Memory Intensified by Hand of Manual World is a two-channel video installation that continues the artist’s research into the development of various machine learning and artificial perceptual systems. Ramić excavates an uneasy poetics from the language and methodologies employed by the computational scientists designing these technologies, locating within this space a series of extended metaphors for our own lacunae of perception—and by extension, the tenuousness of all human knowledge.

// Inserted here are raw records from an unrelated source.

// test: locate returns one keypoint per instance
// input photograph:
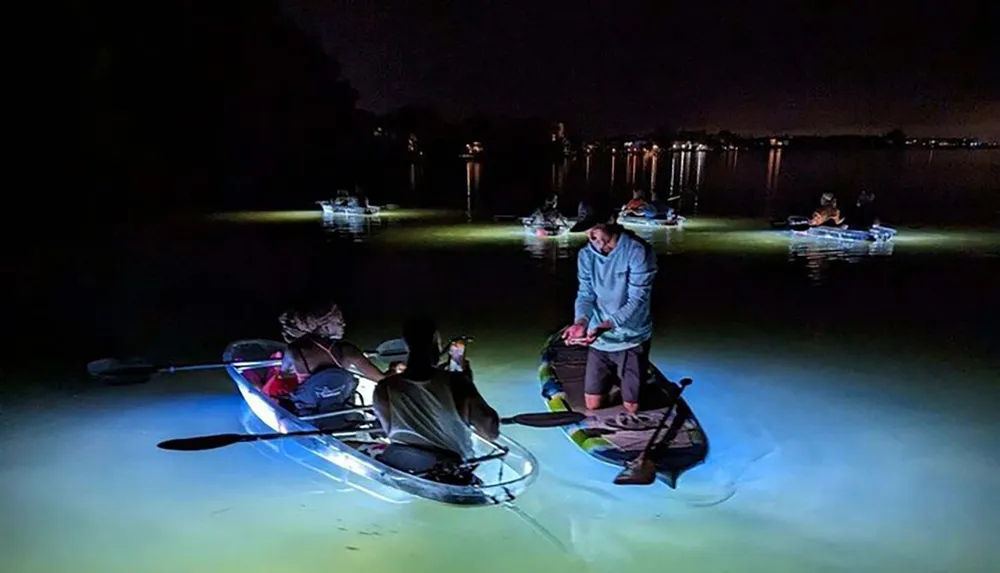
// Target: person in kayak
(864, 217)
(319, 367)
(428, 413)
(638, 206)
(615, 270)
(657, 209)
(548, 214)
(827, 212)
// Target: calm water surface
(849, 394)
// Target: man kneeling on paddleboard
(427, 411)
(615, 270)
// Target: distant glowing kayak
(547, 229)
(501, 472)
(876, 233)
(680, 447)
(332, 208)
(674, 221)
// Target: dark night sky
(608, 66)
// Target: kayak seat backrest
(328, 390)
(414, 459)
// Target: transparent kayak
(546, 229)
(675, 221)
(876, 233)
(331, 208)
(504, 468)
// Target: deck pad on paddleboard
(615, 438)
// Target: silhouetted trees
(212, 104)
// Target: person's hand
(594, 333)
(574, 332)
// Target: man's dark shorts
(628, 368)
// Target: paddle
(534, 420)
(642, 470)
(137, 371)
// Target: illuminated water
(849, 396)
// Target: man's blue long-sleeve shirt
(617, 287)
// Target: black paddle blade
(639, 472)
(201, 443)
(545, 419)
(114, 371)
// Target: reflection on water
(661, 238)
(818, 253)
(354, 227)
(473, 171)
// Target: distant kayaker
(315, 343)
(427, 410)
(827, 212)
(638, 207)
(548, 213)
(615, 271)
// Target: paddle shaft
(240, 364)
(663, 420)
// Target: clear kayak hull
(675, 221)
(877, 233)
(331, 209)
(506, 470)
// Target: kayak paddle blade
(201, 443)
(395, 349)
(640, 472)
(545, 419)
(114, 371)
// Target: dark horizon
(854, 68)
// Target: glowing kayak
(674, 221)
(502, 471)
(548, 229)
(331, 208)
(680, 447)
(876, 233)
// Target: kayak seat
(328, 390)
(430, 463)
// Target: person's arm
(641, 272)
(380, 405)
(354, 359)
(583, 307)
(473, 407)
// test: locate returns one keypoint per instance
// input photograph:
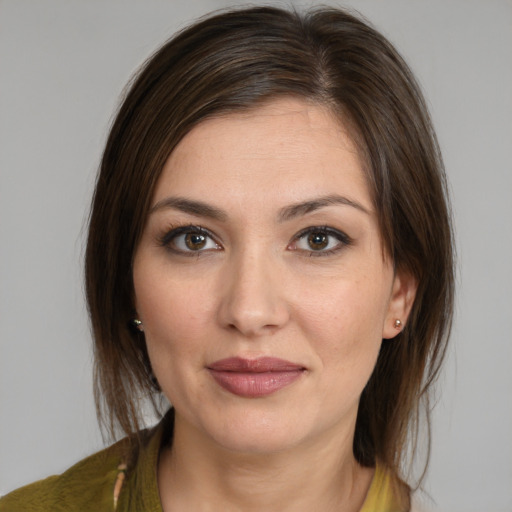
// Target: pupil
(317, 241)
(195, 241)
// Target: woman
(270, 250)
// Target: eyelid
(173, 232)
(343, 239)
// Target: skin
(257, 288)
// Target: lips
(253, 378)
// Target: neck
(197, 474)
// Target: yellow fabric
(89, 485)
(380, 497)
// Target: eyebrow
(197, 208)
(299, 209)
(201, 209)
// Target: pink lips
(254, 378)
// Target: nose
(252, 296)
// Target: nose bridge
(253, 301)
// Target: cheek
(345, 327)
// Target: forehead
(287, 147)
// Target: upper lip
(259, 365)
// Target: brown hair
(236, 60)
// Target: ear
(402, 298)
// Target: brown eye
(195, 241)
(318, 241)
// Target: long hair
(234, 61)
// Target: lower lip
(255, 384)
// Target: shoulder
(89, 483)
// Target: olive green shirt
(89, 485)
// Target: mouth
(254, 378)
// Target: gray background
(62, 66)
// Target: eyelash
(170, 236)
(342, 238)
(173, 233)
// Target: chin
(253, 431)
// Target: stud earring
(138, 324)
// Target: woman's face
(261, 279)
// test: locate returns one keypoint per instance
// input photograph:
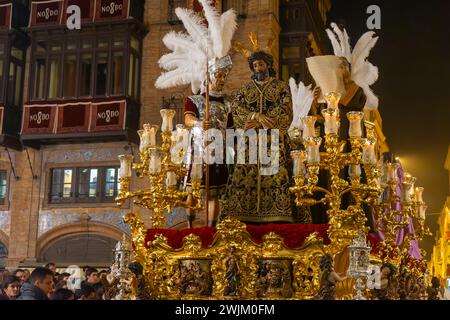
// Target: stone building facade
(60, 166)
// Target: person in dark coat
(10, 288)
(40, 285)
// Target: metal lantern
(359, 263)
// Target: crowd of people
(45, 283)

Developed during her time at lower_cavity, the project represents Ramić’s first foray into working with projection. The work consists of two loops projected onto scrims of sheer fabric, creating floating, apparition-like sequences of partially overlaid animals, insects, and objects. The images themselves are taken from ImageNet, an openly available database of web-sourced images used in the training various artificial perception systems.

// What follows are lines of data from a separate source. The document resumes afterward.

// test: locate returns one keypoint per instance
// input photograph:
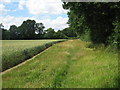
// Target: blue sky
(49, 12)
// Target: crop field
(69, 64)
(16, 51)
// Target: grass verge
(69, 64)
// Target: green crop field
(69, 64)
(16, 51)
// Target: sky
(48, 12)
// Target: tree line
(95, 21)
(29, 29)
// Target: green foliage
(15, 52)
(69, 64)
(96, 17)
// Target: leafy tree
(60, 35)
(27, 29)
(13, 32)
(96, 17)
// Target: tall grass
(17, 51)
(69, 64)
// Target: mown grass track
(69, 64)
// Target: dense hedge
(16, 58)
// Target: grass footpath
(68, 64)
(17, 51)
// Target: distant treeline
(29, 29)
(95, 21)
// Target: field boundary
(18, 65)
(7, 70)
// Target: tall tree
(13, 32)
(27, 29)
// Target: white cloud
(11, 20)
(21, 4)
(45, 7)
(6, 1)
(58, 23)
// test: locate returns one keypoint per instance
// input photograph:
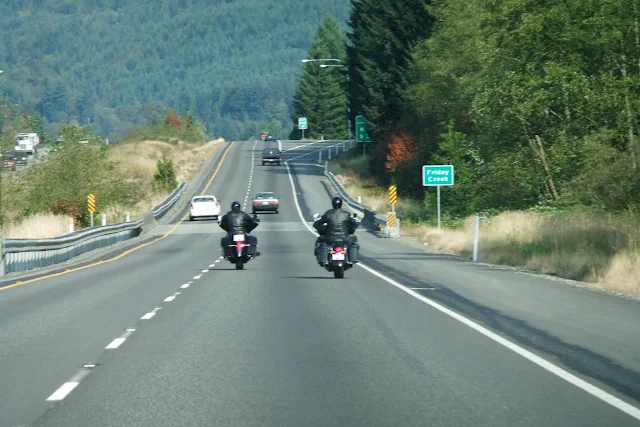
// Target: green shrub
(165, 176)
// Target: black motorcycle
(339, 261)
(240, 250)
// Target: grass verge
(135, 165)
(597, 248)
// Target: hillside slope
(113, 63)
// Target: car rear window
(203, 199)
(265, 196)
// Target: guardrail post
(3, 267)
(476, 237)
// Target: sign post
(302, 125)
(437, 176)
(393, 199)
(91, 204)
(361, 133)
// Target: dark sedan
(265, 202)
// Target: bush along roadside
(590, 246)
(127, 178)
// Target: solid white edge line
(115, 343)
(63, 391)
(548, 366)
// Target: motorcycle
(338, 253)
(239, 252)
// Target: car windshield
(265, 196)
(204, 199)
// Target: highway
(174, 336)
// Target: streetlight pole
(348, 107)
(1, 218)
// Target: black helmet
(336, 202)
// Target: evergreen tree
(320, 95)
(383, 34)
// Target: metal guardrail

Works by what creatuers want? To disintegrate at regular intervals, to close me one day with eyes, to stopping time problems.
Mildly asked us pictures of them to regenerate-after-losing-nearly-half-its-body. Unseen flower absent space decision to leave the memories. Self-supervised degradation: the calculation you do not feel in you can be the same.

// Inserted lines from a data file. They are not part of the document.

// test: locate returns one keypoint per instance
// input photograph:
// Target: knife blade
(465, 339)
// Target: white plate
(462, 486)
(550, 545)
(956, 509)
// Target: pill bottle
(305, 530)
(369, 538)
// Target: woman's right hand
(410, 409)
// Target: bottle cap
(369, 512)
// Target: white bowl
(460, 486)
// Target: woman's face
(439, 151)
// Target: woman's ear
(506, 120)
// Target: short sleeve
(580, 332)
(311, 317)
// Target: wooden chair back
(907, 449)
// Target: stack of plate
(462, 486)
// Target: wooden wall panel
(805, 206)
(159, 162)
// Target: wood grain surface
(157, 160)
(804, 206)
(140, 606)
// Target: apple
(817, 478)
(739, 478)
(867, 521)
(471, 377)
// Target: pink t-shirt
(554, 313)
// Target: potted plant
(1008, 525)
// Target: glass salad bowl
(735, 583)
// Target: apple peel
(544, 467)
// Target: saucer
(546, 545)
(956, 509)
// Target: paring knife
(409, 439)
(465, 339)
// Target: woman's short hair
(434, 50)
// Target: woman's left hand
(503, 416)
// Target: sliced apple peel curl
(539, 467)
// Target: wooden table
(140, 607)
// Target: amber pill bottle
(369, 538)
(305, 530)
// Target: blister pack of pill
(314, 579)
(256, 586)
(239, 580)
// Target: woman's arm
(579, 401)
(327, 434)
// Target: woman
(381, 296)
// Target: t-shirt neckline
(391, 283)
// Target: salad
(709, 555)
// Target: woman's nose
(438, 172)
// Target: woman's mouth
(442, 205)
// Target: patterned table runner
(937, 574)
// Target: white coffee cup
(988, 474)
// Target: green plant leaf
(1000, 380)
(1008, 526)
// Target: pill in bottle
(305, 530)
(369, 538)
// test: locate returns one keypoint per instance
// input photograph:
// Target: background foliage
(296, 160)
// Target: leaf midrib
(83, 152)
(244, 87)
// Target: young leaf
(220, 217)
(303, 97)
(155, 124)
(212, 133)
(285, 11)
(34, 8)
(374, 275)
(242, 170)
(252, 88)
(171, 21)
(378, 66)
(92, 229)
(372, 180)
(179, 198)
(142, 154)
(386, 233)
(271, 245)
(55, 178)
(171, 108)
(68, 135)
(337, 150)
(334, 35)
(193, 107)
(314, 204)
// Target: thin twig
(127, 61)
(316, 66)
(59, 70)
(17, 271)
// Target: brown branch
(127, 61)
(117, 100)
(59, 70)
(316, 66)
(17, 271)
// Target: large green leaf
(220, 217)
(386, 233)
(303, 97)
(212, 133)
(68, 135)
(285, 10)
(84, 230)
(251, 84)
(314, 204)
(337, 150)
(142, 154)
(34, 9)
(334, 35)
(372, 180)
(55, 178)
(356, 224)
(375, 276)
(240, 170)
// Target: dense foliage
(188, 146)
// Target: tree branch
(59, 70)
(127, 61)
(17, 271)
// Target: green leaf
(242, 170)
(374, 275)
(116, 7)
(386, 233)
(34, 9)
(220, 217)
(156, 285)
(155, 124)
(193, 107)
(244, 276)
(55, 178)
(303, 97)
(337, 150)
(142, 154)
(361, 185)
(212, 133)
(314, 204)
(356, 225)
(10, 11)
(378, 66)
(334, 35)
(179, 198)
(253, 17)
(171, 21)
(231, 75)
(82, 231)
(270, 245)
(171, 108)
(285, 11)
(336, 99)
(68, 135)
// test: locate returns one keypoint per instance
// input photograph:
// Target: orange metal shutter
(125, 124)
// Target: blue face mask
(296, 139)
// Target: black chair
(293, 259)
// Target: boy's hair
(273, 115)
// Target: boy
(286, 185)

Adriana Ramić is an artist based in New York. She has had one and two person exhibitions at the Hessel Museum of Art, Annandale-on-Hudson; Kimberly-Klark, New York, and Kunstinstituut Melly, Rotterdam; and also exhibited at Kunsthalle Wien, Vienna; Moderna Museet, Stockholm; Fondation Cartier pour l’art contemporain, Paris; New Galerie, Paris; LUMA/Westbau, Zürich; Kunstpalais, Erlangen, and the Museum of Contemporary Art, Detroit, and many others. Her work has been covered in publications such as Artforum, Flash Art, and the New York Times, and she has spoken at Signal Center for Contemporary Art, Malmö; American Medium, New York; homeschool, Portland; Yale School of Art, New Haven; and University of the Arts, Helsinki.